Legal-Ethical Cross-Jurisdictional Practice in the Age of Teletherapy & Licensure Compacts, 2024 Edition

2 CE Credit Hours. Legal-Ethical. Continuing Education Session Replay

Presented By: Eric Ström, JD, PhD, LMHC and Liath Dalton

It’s the age of teletherapy. Even though the worldwide public health emergency due to COVID-19 has ended, teletherapy has radically transformed the delivery of clinical services; teletherapy continues to be the preferred choice for care delivery of many clients and clinicians alike. While telehealth technologies have provided us with some powerful tools to meet client needs, many behavioral health professionals are unsure of the rules and standards that apply when telehealth crosses jurisdictions.
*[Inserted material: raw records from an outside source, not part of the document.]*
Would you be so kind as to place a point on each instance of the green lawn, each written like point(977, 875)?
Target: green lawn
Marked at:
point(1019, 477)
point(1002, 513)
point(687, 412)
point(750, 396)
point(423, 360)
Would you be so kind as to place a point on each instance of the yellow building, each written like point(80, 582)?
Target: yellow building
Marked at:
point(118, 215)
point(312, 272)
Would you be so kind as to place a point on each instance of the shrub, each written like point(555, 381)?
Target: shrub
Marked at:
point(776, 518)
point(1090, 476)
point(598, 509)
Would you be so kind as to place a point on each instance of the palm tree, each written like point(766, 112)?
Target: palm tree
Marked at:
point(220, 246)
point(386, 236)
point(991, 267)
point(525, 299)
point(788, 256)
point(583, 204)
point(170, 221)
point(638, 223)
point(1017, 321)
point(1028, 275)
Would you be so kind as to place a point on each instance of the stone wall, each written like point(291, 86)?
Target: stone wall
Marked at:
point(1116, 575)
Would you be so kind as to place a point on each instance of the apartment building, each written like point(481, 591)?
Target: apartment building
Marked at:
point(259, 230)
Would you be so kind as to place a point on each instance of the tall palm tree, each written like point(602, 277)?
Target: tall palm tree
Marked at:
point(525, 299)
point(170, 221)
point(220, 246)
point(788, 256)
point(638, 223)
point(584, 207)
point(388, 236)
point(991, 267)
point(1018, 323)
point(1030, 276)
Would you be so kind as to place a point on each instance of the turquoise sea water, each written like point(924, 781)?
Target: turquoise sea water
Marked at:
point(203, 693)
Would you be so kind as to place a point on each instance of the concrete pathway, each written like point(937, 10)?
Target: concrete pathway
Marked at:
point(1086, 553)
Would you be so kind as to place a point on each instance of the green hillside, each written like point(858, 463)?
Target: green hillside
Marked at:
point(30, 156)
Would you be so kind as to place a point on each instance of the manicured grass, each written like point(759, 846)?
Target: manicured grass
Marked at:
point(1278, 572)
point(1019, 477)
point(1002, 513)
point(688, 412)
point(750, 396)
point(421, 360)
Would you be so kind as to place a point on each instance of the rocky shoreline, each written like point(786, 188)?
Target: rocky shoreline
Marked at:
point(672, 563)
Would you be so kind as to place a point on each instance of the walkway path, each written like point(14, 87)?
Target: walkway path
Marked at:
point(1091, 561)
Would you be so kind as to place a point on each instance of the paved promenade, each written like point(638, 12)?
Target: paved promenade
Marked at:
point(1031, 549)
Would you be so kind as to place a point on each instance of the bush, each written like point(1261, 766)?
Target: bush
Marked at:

Some questions we will address in this year’s cross-border practice course:

  • Which states or nations will allow me to work with clients within their borders?
  • Will my own state allow me to work outside its borders?
  • Can I travel out-of-state and work with clients back home?
  • How do I find out if a state allows practice from out-of-state?
  • How do PSYPACT, the Counseling Compact, and the Social Work Compact affect my ability to reach clients across borders?
  • What risks do I need to manage when working across states?

Course Description

Educational Objectives

  • Identify the evolving legal standard regarding cross-jurisdictional telehealth
  • Describe why cross-border practice might be illegal and 2 legal risks that accompany unpermitted cross-border practice
  • Construct effective strategies to support client continuity of care across state lines
  • Evaluate the clinical risks and benefits of providing telehealth services across jurisdictions
  • Describe different schemes of cross-jurisdictional practice permission and how they impact the learner’s ability to work with clients who are present in foreign states


  • Why do we even have to worry about cross-border/interjurisdictional practice?
  • The role of licensing boards in the US.
  • When and how foreign licensing board rules come into play
  • Concrete risks in illegal cross-border/interjurisdictional practice.
  • Coaching vs. Counseling
  • 3 Types of Cross-Border Practice
  • Client is in a foreign jurisdiction
  • Therapist is in a foreign jurisdiction
  • Client and therapist are both in foreign jurisdictions
  • Getting answers about practice in foreign jurisdictions
  • The info items a therapist needs to know about practice in a foreign jurisdiction to determine if it is legal to work from there or with clients there
  • A process for getting these answers from US states
  • A process for getting these answers in nations outside the US
  • Documenting due diligence and permission to practice
  • Current and Future Efforts to Reduce Interstate Practice Barriers
  • The Counseling Compact
  • The Social Work Compact
  • Working with clients in foreign nations
  • The difference between practice being permitted and practice not being forbidden.
  • A demonstration of finding potential information sources in nations where government websites are not written in English, or where information about practice licensure/registration is not findable.
  • What about clients on US military bases?
  • Working with clients in US states where one is not licensed
  • Some specific state boards without any temporary practice allowance of any kind, and how we discovered that fact.
  • Some specific state boards with temporary practice allowance rules, and how we discovered that fact.
  • Some specific state boards that restrict the ability of therapists to work with clients while the therapist travels out of state.


2 CE Credit Hours.

Presented/Developed By

Eric Ström JD PhD LMHC, is an attorney and Licensed Mental Health Counselor in Seattle, Washington. As an attorney, Eric provides legal counsel, consultation, and guidance to mental health professionals. Eric’s counseling practice is focused on providing counseling services to combat veterans as well as providing supervision and consultation to other clinicians. Eric currently serves on the American Mental Health Counselors Association Ethics Committee, and is the ethics advisor for the Washington Mental Health Counselors Association. Eric has taught a range of courses in counseling and professional ethics at a variety of graduate and undergraduate programs.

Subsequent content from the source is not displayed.